But the Donut Parade – that North Side outpost of fresh, doughy delight?
Aw, say it ain’t so.
Yet the signs weren’t good. For most of last week, Donut Parade devotees would show up at 2152 N. Hamilton St. only to encounter a dark shop and locked doors.
“Now I see that Google lists them as ‘Permanently Closed,’ ” a worried fan noted in an email to me.
Then, last Friday morning (National Doughnut Day, by the way), everything appeared better than normal.
Tables were filled with people enjoying their coffee and doughnuts and those world-famous maple bars. A line of carb junkies stretched from the display counters out the front door and down the sidewalk.
“It was crazy,” said Christian Reno, who runs the Donut Parade with her husband, Roy. “There was a line out the door for a solid five hours.”
The stampede, she added, lasted 10 minutes past the shop’s 1 p.m. closing time. “We technically did not sell out, but we sold out of what people wanted.”
I occupied a booth for a half-hour or so that Friday morning with my daughter, Emily, and granddaughter, baby Ronan, who kept smashing my cake doughnut with a spoon.
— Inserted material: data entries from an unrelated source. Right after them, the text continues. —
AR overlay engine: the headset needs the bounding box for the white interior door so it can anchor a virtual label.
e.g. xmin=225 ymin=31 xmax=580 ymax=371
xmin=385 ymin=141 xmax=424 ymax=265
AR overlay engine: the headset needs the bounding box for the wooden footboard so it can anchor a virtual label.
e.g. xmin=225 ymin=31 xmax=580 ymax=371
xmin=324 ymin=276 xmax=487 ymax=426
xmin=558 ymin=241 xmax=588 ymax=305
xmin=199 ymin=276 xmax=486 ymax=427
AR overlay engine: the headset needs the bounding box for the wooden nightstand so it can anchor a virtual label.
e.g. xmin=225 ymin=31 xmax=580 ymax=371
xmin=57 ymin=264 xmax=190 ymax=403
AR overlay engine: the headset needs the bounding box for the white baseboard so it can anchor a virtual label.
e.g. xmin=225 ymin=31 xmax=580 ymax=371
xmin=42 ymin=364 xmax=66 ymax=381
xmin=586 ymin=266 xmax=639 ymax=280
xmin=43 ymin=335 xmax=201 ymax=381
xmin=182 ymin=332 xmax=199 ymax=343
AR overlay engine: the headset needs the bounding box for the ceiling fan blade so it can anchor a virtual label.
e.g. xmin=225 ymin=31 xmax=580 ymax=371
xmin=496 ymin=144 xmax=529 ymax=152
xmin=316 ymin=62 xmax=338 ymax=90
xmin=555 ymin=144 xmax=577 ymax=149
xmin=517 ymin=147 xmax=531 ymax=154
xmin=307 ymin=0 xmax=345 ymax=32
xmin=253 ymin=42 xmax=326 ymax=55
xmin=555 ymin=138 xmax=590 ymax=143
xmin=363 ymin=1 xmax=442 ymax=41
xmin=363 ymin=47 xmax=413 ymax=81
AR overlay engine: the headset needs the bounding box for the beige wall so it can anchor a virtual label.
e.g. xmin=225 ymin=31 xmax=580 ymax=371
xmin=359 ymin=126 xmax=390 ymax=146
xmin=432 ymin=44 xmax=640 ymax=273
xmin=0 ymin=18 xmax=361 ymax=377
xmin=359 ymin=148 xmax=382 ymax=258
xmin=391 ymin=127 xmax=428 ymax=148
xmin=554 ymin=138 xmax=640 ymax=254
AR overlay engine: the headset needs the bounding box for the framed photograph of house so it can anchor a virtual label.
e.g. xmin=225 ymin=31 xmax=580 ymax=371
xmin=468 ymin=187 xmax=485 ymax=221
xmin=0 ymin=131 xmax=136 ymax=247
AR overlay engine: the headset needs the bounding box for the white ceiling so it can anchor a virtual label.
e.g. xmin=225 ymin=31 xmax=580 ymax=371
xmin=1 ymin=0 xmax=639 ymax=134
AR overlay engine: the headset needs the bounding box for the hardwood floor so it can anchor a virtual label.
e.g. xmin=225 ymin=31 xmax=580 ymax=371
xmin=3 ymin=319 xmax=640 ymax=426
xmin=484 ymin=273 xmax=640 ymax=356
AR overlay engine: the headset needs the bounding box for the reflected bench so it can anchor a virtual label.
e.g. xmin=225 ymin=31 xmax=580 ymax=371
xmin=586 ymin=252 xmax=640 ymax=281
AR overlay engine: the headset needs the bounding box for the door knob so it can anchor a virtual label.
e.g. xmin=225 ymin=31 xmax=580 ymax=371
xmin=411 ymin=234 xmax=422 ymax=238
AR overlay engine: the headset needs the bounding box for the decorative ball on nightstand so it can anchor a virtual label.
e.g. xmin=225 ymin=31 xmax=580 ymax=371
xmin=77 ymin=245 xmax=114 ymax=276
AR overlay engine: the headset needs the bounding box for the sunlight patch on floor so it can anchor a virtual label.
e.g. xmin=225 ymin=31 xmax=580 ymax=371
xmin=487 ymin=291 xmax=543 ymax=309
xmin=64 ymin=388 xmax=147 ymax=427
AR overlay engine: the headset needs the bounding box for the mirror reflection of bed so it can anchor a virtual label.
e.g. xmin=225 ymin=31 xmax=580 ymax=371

I watched the feeding frenzy knowing the backstory about just how close the Renos had come to packing it in.
See, all the nostalgia and sentiment that Spokane claims to have for this throwback place is terrific.
Count me in with those who adore the Donut Parade’s faded signage, metal stools, battle-scarred Formica counters …
The Donut Parade is a rare time warp. Too bad economic pressures haven’t been as resistant to change as the funky decor.
The truth, Roy said, is that business has fallen off about $400 a day for the past six months. And one annual doughnut day panic isn’t about to set things right.
Blame the higher costs of cranking out those warm, fluffy maple bars and donuts. Blame the lower numbers of doughnut aficionados.
It’s the law of diminishing returns, actually. Roy explained that his family has had to deplete its savings in order to stay open.
“My raised-dough mix has gone up 10 bucks a bag,” Roy added. “I’ve gotta rob Peter to pay Paul to keep things going.”
So the family took an unplanned seven-day timeout to seriously think about their future.
“It was decision time,” said Christian, who, after 25 years of working (“more on than off”) at Donut Parade, considered looking for another job.
Finally, a plan was hatched: The Renos would dig in and fight with an added ingredient to the mix.
“God’s gotta drag me out of there,” vowed Roy.
On Wednesday, however, prices must rise accordingly to reflect the economic realities of operating a doughnut shop in 2016.
I encourage everyone who cares about this civic treasure to cheerfully ante up.
Not everyone will, I know. I talked to a grump or two after Ronan fed me my cake doughnut with sprinkles.
There are customers who love sitting for hours, drinking endless free refills of coffee. They delude themselves into believing that the Donut Parade should be just the way it was back when Darrell Jones started the business in 1968.
Over the years that followed, the Donut Parade became an institution beloved by the high and the lowly. House Speaker Tom Foley could be seen there. Same with Gonzaga University and NBA great John Stockton. City workers. Veterans. At its height the Donut Parade boasted some 200 regulars a day.
Finally worn out, Jones sold the business to the Renos in 2008. A generous and kind-hearted man, he died last year at the age of 87.
His hard work and ridiculously low prices set the path to be followed. The Renos begin their workdays often at 3:30 a.m., hefting flour sacks and making great doughnuts and other menu items.
“It was easier for me to get up every morning and go do concrete work,” Roy said with a laugh.
I hope the Renos make it. Although the older I get, the more I realize that nothing lasts forever.
For the time being I’m going to try my darnedest to support the Donut Parade before it becomes one of those iconic memories from Spokane’s past.